病院全体の耐震化率、日本全国では前年から0.8ポイント向上して79.5%に

2011年の東日本大震災を大きな契機として、病院の耐震化が重要な政策課題となっています。病院の倒壊・崩壊を防ぎ入院患者や医療従事者を守ることはもちろん、大地以外の災害時に、病院が「一時的な避難先」としての重要な機能を持つことから、▼入院患者の安全確保▼被災者への適切な医療提供確保―を目指し、国は病院の耐震化支援を推進しています。

その後も、大きな地震が日本各地で相次いでおてり、厚労省では、例えば▼医療施設耐震化促進事業(医療施設運営費等補助金)▼災害拠点病院施設整備事業(医療提供体制施設整備交付金)▼地震防災対策医療施設耐震整備事業(同)▼医療施設耐震整備事業(同)―などの耐震化を支援する補助金メニューを準備。あわせて、毎年9月1日時点における「病院の耐震化状況」を調べ、公表しています。

昨年(2022年)9月1日時点における病院全体の耐震化状況は次のようになっています。

▽「全ての建物に耐震性のある」病院の割合【耐震化率】:79.5%(前年比0.8ポイント向上)

▽「一部の建物に耐震性がある」病院の割合:7.1%(同増減なし)

▽「全ての建物に耐震性がない」病院の割合:1.4%(同0.2ポイント増)

▽「建物の耐震性が不明」な病院の割合:12.1%(同0.9ポイント減)

病院の耐震化率は、2005年に36.4%であったことから、15年間で43ポイント超向上しており、着実に「耐震化が進んでいる」ことが分かります。

病院全体の耐震化状況(2022年病院耐震化状況1 221010)

病院の耐震化、島根・静岡・山形などで進むが、京都・福島などで遅れ

次に都道府県別に病院の耐震化状況(「全ての建物に耐震性のある」病院の割合)を見ると、▼島根県:93.5%▼静岡県:92.4%▼山形県:91.0%▼富山県:90.6%▼宮城県:90.4%—などで高くなっています。

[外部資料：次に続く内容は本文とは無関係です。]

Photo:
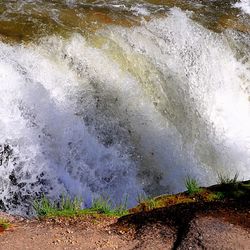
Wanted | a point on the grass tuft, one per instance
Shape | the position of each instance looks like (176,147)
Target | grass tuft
(226,179)
(4,223)
(65,206)
(68,207)
(192,186)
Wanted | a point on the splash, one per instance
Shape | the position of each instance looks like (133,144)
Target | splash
(126,111)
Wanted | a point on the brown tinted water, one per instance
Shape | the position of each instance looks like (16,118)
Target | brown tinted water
(30,20)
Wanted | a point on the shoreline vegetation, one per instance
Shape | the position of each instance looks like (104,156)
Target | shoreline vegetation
(199,218)
(227,189)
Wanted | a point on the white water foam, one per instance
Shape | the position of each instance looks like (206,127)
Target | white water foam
(134,108)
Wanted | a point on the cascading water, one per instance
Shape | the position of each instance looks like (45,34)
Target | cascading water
(124,110)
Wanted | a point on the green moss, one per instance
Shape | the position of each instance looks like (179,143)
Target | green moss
(192,186)
(67,207)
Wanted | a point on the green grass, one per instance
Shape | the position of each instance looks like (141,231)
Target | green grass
(67,207)
(226,179)
(4,223)
(192,186)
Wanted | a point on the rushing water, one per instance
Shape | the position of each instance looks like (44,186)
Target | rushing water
(120,98)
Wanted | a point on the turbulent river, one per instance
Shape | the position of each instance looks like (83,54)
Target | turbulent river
(121,98)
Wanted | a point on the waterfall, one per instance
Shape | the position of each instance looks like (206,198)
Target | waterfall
(124,111)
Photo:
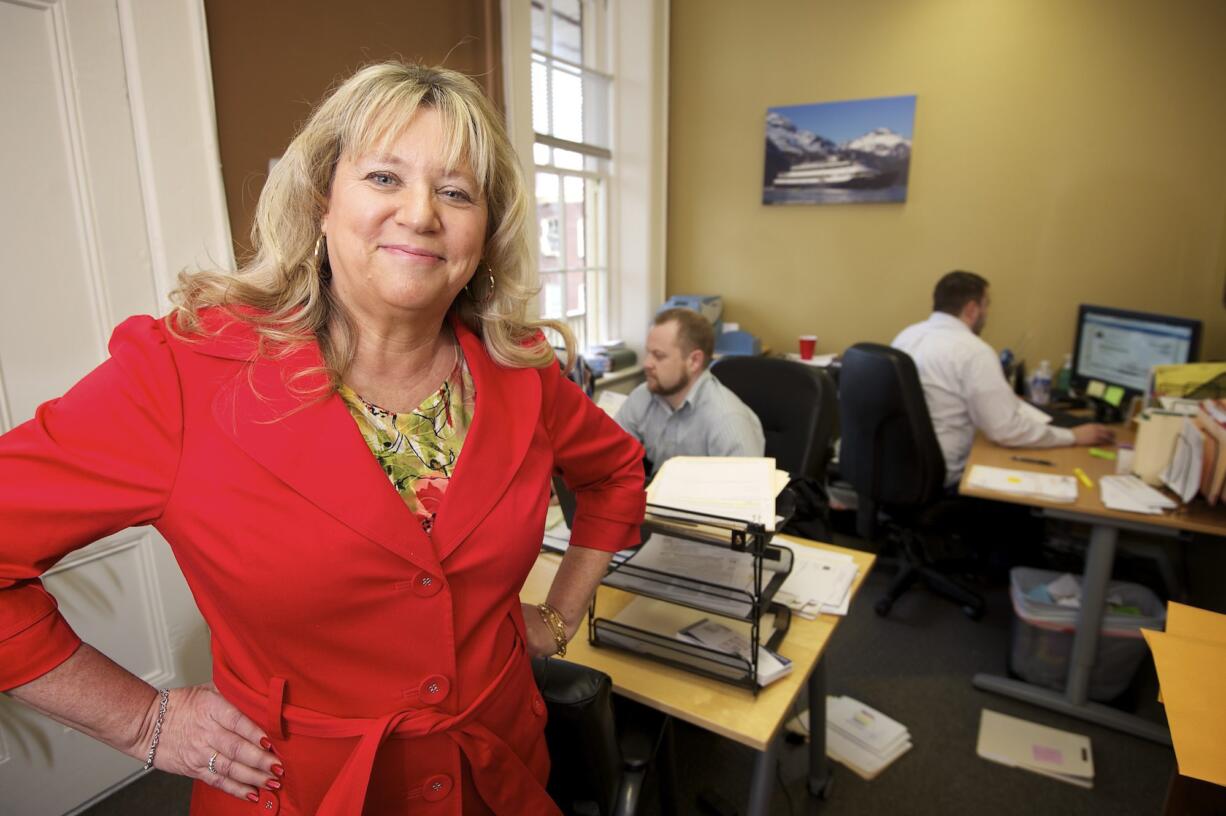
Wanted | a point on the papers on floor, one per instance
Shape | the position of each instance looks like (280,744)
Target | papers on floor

また2022年度末時点の耐震化率見込みを見てみると、全国では79.6%(前年度調査に比べて0.8ポイント向上)、都道府県別では▼島根県:93.5%▼静岡県:92.4%▼宮城県:91.1%▼山形県:91.0%▼富山県:90.6%—などとなりました。上位の顔ぶれは変わらず、また「これ以上の上乗せは、近々には望めない」状況が確認でき、「さらなる支援」の検討が必要となってきそうです。



逆に、耐震化が十分に進展していない地域としては、▼京都府:66.9%▼福島県:69.0%▼広島県:69.8%―などがあげられます。より一層の努力に期待したいところです。

災害拠点病院などの耐震化、25県で100%達成も、9割に満たない自治体もある

次に、災害時の医療提供拠点となる災害拠点病院・救命救急センター(779病院)に限定して、耐震化状況(2022年9月1日時点)を見ると、次のような状況です。

▽「全ての建物に耐震性のある」病院の割合【耐震化率】:95.4%(前年比0.8ポイント向上)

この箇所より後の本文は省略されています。